Das Instituto Nacional do Seguro Social (INSS) hat die Verwaltungsvorschrift Nr. 213 im Diário Oficial da União veröffentlicht, die es Rentnern und Pensionären, die nicht über eine Gesichtserkennung in den Datenbanken der Bundesregierung verfügen, ermöglicht, Ratenkredite abzuschließen. Die Maßnahme erlaubt es dieser Gruppe, Kreditgeschäfte mit direkter Abzugsermächtigung auf dem Leistungszahlungsbeleg zu autorisieren.
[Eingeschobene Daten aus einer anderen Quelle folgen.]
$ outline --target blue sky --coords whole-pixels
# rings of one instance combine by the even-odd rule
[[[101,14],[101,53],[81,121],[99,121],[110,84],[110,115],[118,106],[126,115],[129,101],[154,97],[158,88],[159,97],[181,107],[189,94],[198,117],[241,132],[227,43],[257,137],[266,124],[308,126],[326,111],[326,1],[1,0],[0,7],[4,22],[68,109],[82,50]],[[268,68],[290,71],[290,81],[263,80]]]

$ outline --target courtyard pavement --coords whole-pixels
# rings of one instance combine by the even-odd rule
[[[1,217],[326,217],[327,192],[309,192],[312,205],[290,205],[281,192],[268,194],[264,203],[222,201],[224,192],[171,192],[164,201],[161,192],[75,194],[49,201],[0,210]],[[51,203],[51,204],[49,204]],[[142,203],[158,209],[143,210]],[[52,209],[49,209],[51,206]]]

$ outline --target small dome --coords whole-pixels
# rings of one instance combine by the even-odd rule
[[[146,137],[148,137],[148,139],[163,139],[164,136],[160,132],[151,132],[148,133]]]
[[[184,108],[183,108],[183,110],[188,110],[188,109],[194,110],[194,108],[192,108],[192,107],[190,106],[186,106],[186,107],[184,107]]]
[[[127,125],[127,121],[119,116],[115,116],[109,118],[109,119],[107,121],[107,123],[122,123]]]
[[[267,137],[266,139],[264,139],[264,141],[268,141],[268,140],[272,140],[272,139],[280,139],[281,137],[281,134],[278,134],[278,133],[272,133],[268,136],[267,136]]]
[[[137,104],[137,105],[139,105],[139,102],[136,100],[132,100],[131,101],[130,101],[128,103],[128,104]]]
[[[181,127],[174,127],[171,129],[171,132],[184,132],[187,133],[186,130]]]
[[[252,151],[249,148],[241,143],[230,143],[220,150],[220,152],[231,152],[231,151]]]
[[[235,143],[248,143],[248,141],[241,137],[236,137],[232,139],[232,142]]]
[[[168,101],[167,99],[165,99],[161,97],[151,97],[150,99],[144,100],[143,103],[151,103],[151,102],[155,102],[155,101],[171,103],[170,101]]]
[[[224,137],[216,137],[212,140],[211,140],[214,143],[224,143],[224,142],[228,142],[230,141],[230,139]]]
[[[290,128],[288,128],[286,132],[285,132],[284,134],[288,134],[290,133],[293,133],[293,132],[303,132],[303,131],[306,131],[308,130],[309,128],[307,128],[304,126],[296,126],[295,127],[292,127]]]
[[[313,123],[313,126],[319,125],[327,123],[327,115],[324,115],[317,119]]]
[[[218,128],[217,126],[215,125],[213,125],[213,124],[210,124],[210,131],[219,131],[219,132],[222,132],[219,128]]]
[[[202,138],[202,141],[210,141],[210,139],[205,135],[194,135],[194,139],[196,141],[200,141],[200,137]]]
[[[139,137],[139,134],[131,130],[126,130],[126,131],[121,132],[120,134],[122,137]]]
Gemäß der neuen Regelung können diese Leistungsberechtigten den Vorgang über die App Meu INSS unter Verwendung des Gov.br-Logins und der Angabe der Bankdaten des Leistungsberechtigten autorisieren. Die Autorisierung ist nicht mehr an die biometrische Gesichtserkennung gebunden, die in einer früheren Verwaltungsvorschrift gefordert worden war.
Die Änderung kehrt eine im Mai diesen Jahres eingeführte Anforderung um, die die Gewährung des Ratenkredits an die ausschließliche Autorisierung des Leistungsberechtigten im Meu INSS mittels Gesichtserkennung geknüpft hatte. Die neue Verwaltungsvorschrift wurde von der INSS-Präsidentin Ana Cristina Viana Silveira unterzeichnet.